Je n’ai rien dit, je n’étais pas syndicaliste.
Quand les services d’urgences se sont mis en grève en 2019.
Je n’ai rien dit, je n’étais pas urgentiste.
Quand Macron et Buzyn se sont moqués du mouvement des soignants au cours des dix derniers mois.
Je n’ai rien dit, je n’étais pas soignant,
Quand les sbires de Castaner sont venus réprimer les manifestants des hôpitaux, je n’ai rien dit, je n’étais pas hospitalier. Quand Macron a supprimé en 3 ans 4172 lits dans 3000 services de santé publique.
Je n’ai rien dit, je n’étais pas hospitalisé.
Mais quand le coronaromachin, le Covid 19, est arrivé, qu’il nous est tombé dessus.
Là, j’ai paniqué :
- Il n’y avait plus assez de lits pour les hospitalisations, plus assez de places en réanimation,
- Il n’y avait plus assez de soignants pour nous soigner.
- Il n’y avait pas assez de masques pour protéger les soignants.
Face à la pénurie organisée depuis trente ans par ces gouvernants irresponsables appliquant la même politique néolibérale,
- ils ont commencé à trier les malades à soigner,
- à laisser de côté les malades et les soignants en psychiatrie,
- à isoler les personnes âgées dans les EPHAD, à les oublier.
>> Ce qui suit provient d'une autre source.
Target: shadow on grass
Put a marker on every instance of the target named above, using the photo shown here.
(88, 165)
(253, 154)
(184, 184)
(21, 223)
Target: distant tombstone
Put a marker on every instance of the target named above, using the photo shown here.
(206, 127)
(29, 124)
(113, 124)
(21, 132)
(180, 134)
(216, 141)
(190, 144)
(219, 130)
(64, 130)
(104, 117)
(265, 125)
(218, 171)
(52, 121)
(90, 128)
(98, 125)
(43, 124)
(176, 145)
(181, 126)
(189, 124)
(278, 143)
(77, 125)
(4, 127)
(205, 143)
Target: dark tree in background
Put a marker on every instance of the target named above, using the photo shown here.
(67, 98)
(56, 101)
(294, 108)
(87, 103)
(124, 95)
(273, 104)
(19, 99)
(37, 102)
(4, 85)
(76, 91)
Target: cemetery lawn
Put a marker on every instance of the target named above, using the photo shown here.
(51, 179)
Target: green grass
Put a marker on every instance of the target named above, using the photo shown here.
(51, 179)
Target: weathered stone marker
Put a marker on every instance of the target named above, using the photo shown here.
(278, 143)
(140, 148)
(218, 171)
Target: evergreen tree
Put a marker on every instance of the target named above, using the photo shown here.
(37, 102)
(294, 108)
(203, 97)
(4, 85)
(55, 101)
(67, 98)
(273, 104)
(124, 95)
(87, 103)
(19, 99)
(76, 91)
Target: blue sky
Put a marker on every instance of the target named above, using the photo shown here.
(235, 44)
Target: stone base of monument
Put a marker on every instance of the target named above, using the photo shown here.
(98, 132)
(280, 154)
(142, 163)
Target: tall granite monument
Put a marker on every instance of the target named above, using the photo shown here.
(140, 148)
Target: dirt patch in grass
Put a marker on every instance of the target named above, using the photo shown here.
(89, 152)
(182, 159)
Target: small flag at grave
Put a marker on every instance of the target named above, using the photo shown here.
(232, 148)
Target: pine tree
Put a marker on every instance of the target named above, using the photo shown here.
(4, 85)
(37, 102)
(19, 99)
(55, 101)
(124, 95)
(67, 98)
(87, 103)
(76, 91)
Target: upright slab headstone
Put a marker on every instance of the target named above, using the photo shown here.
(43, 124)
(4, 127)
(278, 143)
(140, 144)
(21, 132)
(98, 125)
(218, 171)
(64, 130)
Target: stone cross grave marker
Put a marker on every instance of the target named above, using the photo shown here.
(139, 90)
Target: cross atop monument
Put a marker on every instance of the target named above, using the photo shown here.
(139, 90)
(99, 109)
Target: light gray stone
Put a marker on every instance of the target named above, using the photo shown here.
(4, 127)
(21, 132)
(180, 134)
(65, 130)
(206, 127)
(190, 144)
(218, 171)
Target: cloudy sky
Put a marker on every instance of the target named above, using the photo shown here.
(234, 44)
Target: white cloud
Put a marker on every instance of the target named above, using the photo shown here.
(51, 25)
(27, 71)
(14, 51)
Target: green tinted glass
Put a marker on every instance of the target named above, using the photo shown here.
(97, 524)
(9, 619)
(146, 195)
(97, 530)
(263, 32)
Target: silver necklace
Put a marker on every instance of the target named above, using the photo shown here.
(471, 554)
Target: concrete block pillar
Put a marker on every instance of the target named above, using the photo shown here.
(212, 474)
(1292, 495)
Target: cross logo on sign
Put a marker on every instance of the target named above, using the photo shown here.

Alors j’ai commencé à applaudir les soignants le soir à 20h, sans honte de n’avoir rien dit pendant toutes ces années.
J’ai donné le titre de "héros" à ces soignants, que je n’ai pas soutenus pendant ces onze mois. J’ai réalisé que le service public c’est très important, indispensable, dans notre pays,
Mais…
Quand est-ce qu’enfin vais-je dire ou hurler quelque chose ? Quand sera-t-il possible de commencer à se révolter vraiment ? Quand sera-t-il possible de commencer à construire un autre monde ?
Quand sera-t-il possible d’inventer un nouveau système alternatif à la déshumanisation néolibérale et au chacun pour soi ? Quand sera-t-il possible de mettre en œuvre une société où le collectif et le partage aillent de pair avec l’individu et le singulier ?
Quand y aura-t-il assez de monde pour se lever et être tous ensemble pour protéger la planète, instaurer la décroissance, une démocratie citoyenne à échelle humaine, privilégier l’humain sur la machine et sur l’économie, développer de nouvelles solidarités, de prendre le temps de vivre, de penser, de lire, ... d'aimer ?
Ce texte de Paul a été écrit sur le blog de Médiapart à la façon de Martin Niemöller
https://blogs.mediapart.fr/paul-machto/blog/230320/je-nai-rien-dit).
Pasteur luthérien allemand et théologien(1892–1984), Martin Niemöller a écrit un poème sur la lâcheté des intellectuels allemands au moment de l'accession des nazis au pouvoir et des purges qui ont alors visé leurs ennemis, un groupe après l'autre. Niemöller était anti-communiste et a initialement soutenu l'accession au pouvoir d'Adolf Hitler. Il se désillusionne avec les propos de Hitler sur la suprématie de l'État sur la religion, et finit par diriger un groupe de religieux opposants au régime. En 1937 il est arrêté et enfermé aux camps de concentration de Oranienburg-Sachsenhausen et Dachau. Il est libéré en 1945 par les Alliés.